Stephen Pollard menulis tentang betapa tingginya peringatan detak jantung darinya jam apel membantu mendiagnosis masalah interaksi obat yang berpotensi serius. Inilah yang terjadi.

‘Saya hidup sendirian dan serangan jantung di tempat tidur bisa membunuh saya’

Kolumnis politik Stephen Pollard telah menjalani kemoterapi untuk leukemia, pengobatan yang melibatkan penggunaan apa yang disebutnya “pil ajaib” setiap malam, bersama dengan tiga obat lain untuk mengatasi efek samping.

Baru-baru ini, setelah batuknya berkembang menjadi infeksi dada, dia menemui dokter umum dan meresepkan antibiotik. Saat itulah masalah dimulai.

Ini Pollard :

Malam itu saya mulai merasakan sakit kepala yang parah, yang saya duga disebabkan oleh perasaan naik-turun dan gemetar akibat batuk. Semoga tidur malam yang nyenyak akan membuahkan hasil.

Saya tidak mendapatkan tidur malam yang nyenyak. Sakit kepalaku hilang, tapi aku malah mengalami mual yang luar biasa.

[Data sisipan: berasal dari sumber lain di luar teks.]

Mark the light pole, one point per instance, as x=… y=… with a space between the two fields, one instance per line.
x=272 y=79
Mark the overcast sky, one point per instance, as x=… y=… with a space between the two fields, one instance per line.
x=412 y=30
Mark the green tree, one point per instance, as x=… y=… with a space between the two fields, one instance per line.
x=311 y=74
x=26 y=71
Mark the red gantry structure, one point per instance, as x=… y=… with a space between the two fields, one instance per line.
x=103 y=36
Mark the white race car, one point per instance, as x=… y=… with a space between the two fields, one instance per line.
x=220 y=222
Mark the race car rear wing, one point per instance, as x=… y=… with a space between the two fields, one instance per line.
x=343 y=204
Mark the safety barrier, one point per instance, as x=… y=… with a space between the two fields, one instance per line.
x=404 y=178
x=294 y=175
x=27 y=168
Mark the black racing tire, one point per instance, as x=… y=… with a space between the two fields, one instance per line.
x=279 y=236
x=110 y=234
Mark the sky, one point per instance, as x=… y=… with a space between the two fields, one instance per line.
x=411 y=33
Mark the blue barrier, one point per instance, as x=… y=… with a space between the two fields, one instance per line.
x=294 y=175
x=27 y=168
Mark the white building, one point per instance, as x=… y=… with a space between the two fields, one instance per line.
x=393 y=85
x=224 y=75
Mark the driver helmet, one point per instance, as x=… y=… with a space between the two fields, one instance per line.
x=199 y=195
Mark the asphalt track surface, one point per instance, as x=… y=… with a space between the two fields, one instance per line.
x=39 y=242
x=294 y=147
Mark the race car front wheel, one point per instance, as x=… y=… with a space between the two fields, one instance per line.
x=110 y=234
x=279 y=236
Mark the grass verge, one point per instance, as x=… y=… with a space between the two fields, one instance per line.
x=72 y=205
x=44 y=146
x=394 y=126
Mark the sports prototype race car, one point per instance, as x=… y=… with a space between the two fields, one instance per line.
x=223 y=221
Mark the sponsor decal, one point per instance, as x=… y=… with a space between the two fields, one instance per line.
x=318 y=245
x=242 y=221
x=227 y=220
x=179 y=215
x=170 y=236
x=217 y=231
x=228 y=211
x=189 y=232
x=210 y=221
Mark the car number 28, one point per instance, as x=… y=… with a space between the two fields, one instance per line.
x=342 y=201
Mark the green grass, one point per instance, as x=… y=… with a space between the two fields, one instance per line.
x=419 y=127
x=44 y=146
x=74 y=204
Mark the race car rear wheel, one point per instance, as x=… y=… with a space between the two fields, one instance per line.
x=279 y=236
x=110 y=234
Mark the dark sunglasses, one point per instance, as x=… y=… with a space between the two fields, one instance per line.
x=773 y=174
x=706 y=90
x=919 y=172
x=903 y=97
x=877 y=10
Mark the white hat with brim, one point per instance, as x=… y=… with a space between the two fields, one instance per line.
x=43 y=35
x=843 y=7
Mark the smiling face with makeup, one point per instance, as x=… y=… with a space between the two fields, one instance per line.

Rasanya seolah-olah otakku melayang namun didorong ke sana kemari, seperti mabuk laut terparah yang bisa dibayangkan, diperburuk oleh rasa naik-turun saat aku batuk. Jika saya mencoba untuk bangun (saya seorang pria berusia enam puluhan dan buang air kecil di malam hari adalah sesuatu yang penting) rasanya 20 kali lebih buruk. Saya tidak bisa melakukannya.

Pollard adalah orang pertama yang mengakui bahwa menunggu bukanlah keputusan terbaik. Dia juga mencatat bahwa pada malam itu, miliknya jam apel memperingatkannya tentang peningkatan tajam dalam detak jantungnya meskipun dia berada di tempat tidur, tetapi dia menghubungkan hal itu dengan kegelisahan dan ketidaknyamanannya secara keseluruhan.

Akhirnya, dia berbicara dengan dokter umum lain dari pusat medis yang sama yang dia kunjungi sehari sebelumnya, dan dokter tersebut segera menghentikan penggunaan antibiotik tersebut, dengan menyatakan bahwa antibiotik tersebut seharusnya tidak pernah diresepkan, mengingat pengobatan leukemia yang sedang dia jalani.

Masuk, itu jam apel dari itu semua:

Yang lebih penting lagi, apakah jantung saya berdebar-debar? (…) Saya teringat peringatan detak jantung pada jam tangan tersebut. Tiba-tiba dia tampak lebih khawatir. Sangat penting bahwa angkanya mulai turun setelah saya meminum dosis terakhir saya. Jika itu terjadi, rasa mualku akan mulai hilang dan kondisiku akan membaik. Namun jika angkanya tidak turun, kerusakan sudah terjadi. Sampai saat itu saya perlu diawasi setidaknya setiap jam untuk memeriksanya.

Syukurlah, kerusakan belum terjadi. Pollard bisa menggunakan miliknya jam apel untuk memantau detak jantungnya dan memastikan detak jantungnya turun. Melihat ke belakang, dia berkata bahwa monitor jantung “mungkin telah menyelamatkan hidup saya. Setidaknya, alat ini mencegah masalah besar – eufemisme saya untuk serangan jantung.”

Dokter umum yang mengidentifikasi interaksi obat bahkan lebih blak-blakan: “Anda perlu mengucapkan banyak terima kasih kepada jam tangan Anda. Anda mungkin tidak berada di sini tanpa jam tangan tersebut.”

Pollard mengakhiri akunnya dengan mendesak pembaca untuk “tolong pikirkan tentang memakai jam tangan pintar atau perangkat kebugaran,” sebuah sentimen yang sangat saya gaungkan.

(Melalui Majalah Mac

Penawaran aksesori di Amazon

Tambahkan 9to5Mac sebagai sumber pilihan di Google Tambahkan 9to5Mac sebagai sumber pilihan di Google

FTC: Kami menggunakan tautan afiliasi otomatis yang menghasilkan pendapatan. Lagi.